Second, as Senator Claire McCaskill and umpty-ump other folks have already remarked, when they were finally able to stop laughing at Hawley’s touching naivete, prostitution and what we now call “trafficking” – which my grandmother (born 1883) called “white slavery” – predates the sexual revolution by a good number of years – like forever. In Victorian London, estimates of the number of women engaged in prostitution ranged between 50,000 to 80,000. And, given the dire condition of much of the Victorian working class it’s not too hard to understand why. Where there’s poverty and powerlessness, there will be prostitution, often lots of prostitution.

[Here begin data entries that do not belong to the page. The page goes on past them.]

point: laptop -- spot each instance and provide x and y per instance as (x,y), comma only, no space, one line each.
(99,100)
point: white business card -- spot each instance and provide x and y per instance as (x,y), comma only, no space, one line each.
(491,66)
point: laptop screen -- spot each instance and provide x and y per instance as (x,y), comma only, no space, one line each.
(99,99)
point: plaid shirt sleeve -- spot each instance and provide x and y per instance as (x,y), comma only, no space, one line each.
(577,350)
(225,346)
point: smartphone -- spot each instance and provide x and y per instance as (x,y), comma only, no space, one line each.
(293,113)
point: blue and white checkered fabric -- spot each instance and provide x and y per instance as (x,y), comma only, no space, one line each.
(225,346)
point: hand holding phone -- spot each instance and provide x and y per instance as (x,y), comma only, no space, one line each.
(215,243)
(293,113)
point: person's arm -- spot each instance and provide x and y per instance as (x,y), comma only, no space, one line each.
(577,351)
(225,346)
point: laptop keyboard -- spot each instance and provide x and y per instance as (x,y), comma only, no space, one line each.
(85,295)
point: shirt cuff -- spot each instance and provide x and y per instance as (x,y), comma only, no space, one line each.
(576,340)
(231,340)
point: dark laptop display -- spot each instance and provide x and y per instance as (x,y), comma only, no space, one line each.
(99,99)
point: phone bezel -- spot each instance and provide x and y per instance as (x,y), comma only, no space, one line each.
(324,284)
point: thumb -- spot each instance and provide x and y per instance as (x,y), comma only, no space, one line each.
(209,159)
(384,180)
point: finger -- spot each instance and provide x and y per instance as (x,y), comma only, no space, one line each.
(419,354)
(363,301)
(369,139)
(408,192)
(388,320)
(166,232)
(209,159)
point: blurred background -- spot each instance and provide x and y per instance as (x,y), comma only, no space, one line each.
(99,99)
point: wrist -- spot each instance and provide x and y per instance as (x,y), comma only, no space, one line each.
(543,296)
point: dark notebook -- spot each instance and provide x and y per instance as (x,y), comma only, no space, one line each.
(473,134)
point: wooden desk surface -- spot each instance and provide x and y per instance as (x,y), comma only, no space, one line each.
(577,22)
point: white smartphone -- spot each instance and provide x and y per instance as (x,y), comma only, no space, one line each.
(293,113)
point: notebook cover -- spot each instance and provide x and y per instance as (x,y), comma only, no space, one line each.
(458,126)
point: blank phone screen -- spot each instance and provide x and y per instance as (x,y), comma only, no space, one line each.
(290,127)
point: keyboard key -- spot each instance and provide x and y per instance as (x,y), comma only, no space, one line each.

What Hawley is overlooking in his effort to explain the burgeoning sex market is the role that poverty – and, yes, the traditional subordination of women – play in rendering women vulnerable to sexual exploitation. As human rights lawyer Dianne Post, observes:

Almost half of the world’s population lives in conditions of extreme poverty or on less than $1 per day. Of these individuals, seventy percent are women. Many women are forced into prostitution for economic, and indeed sheer survival, reasons; this does not constitute “consent.”

In the U.S. runaways and the desperately poor are frequently preyed upon by traffickers. A New York City organization serving homeless youth  found “that approximately one in four youths had been a victim of sex trafficking or had engaged in survival sex.” Internationally, women fleeing extreme poverty or war make easy marks for traffickers; one Italian trafficker remarked that this modern slavery was “more profitable than drugs.” Trafficking worldwide is often directed by organized crime which has become expert on ways of profiting from the desperate situation of poor women, frequently women from those “traditional,” female-repressive societies for which Hawley seems to be so nostalgic.

The real reasons for female exploitation are a far cry from the simple-minded evocation of the “sexual revolution.” But that doesn’t mean that there aren’t things Hawlely and his political compatriots could do to alleviate the conditions that lead to the sexual exploitation of women and children in this country.

Buoying up the social safety net in ways that serve the needs of this desperate segment of our population would go a long way towards eradicating trafficking. Then, again, there’s the Republican stance in regard to dark-skinned refugees – bring in desperate women from Africa, Haiti, and the Middle East and provide services to integrate them into our society and they’re less likely to end up coming to the country illegally and at the mercy of sex traffickers.

But hey, I forgot, Hawley is a Republican; no wonder he wants to blame women’s problems on a sexual revolution that, no matter what else it achieved, ultimately gave women power over their own sexuality – a type of power that, let’s face it, men have always enjoyed. This easy pretense that we can fix our social problems by turning back the clock not only ignores that fact that the same problems existed in the good old days as well, but makes it just that much easier to justifying blowing your resources on tax cuts for the rich instead of meaningful support for the desperate.